Fears are growing in the world about the impending humanitarian catastrophe in the country.

On Tuesday, the G20 countries are holding a special summit organized by Italian Prime Minister Mario Draghi. The situation in Afghanistan is central to the plan, as fears of an impending humanitarian catastrophe are growing in the world after the return of the Taliban to power in this country.

Since the Taliban took control of Afghanistan on August 15, the country has experienced an almost complete collapse of its economy, exacerbated by drought and poverty after decades of war and creates the risk of mass flight of residents.

“The focus of the summit is on providing urgent humanitarian support to the Afghan population, combating terrorism, ensuring freedom of movement within the country and open borders,” Draghi’s press service said in a brief statement.

The video conference started at 11:00 GMT and was supposed to last about two and a half hours.

U.S. President Joe Biden, Indian Prime Minister Narendra Modi, and the G20 European countries leaders are invited to the summit. Meanwhile, President Xi Jinping did not connect to the video broadcast. It is also unclear whether Russian President Vladimir Putin will take part. This highlights the differences in the positions of the parties on the issue of Afghanistan.

“The main problem is that Western countries associate the difficulties that have arisen with the way the Taliban govern the country, including their attitude towards women, while China and Russia adhere to a policy of non-interference,” said a diplomatic source close to the situation.

The summit is also attended by UN Secretary-General Antonio Guterres, who stressed the central role of the organization in relations with Afghanistan, which is partly due to the reluctance of many countries to maintain relations directly with the Taliban.

The country’s banks are running out of money; civil servants are not paid salaries and rising food prices.

“The crisis affects at least 18 million people – half of the country’s population,” Guterres told reporters in New York on Monday, adding that with winter approaching, a large-scale UN relief operation is becoming particularly urgent.

Italy, currently occupying the transitional post of chairman of the G20, has worked hard to organize the meeting. However, the group members strongly disagree on dealing with Afghanistan after the withdrawal of American troops from the country.

China has publicly demanded the lifting of economic sanctions against Afghanistan and the return to Kabul of billions of dollars from the country’s frozen international assets.

The United States and the United Kingdom oppose such a move, where many of these assets are stored.

Guterres on Monday called for a significant injection of liquidity into the Afghan economy but said the funds should not be channeled through the Taliban.

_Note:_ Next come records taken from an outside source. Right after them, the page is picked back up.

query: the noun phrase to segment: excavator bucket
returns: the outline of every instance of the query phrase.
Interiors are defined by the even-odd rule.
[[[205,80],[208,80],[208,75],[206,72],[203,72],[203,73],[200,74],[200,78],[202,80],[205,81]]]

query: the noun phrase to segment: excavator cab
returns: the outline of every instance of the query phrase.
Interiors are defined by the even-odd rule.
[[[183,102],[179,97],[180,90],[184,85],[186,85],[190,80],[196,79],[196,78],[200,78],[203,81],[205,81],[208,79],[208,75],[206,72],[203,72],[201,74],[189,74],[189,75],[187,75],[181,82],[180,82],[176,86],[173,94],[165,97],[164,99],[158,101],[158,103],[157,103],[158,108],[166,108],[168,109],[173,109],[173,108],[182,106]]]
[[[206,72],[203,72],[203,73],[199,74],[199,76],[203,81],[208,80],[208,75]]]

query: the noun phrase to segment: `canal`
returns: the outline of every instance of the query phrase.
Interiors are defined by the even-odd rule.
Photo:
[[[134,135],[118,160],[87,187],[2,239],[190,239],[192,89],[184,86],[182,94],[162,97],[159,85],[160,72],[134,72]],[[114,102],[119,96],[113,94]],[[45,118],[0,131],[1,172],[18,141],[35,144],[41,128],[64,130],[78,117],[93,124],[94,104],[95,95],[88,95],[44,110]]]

The European Union on Tuesday said it would provide an additional 700 million euros ($810 million) in emergency aid to Afghanistan and its neighbors.

Two neighboring states, Pakistan and Iran, were not invited to the G20 summit. Still, Qatar, which has assumed a vital role as a mediator between the Taliban and the West, took part in a video conference.

The virtual summit comes just days after senior U.S.and Taliban officials met in Qatar to hold their first face-to-face talks since the Taliban came to power.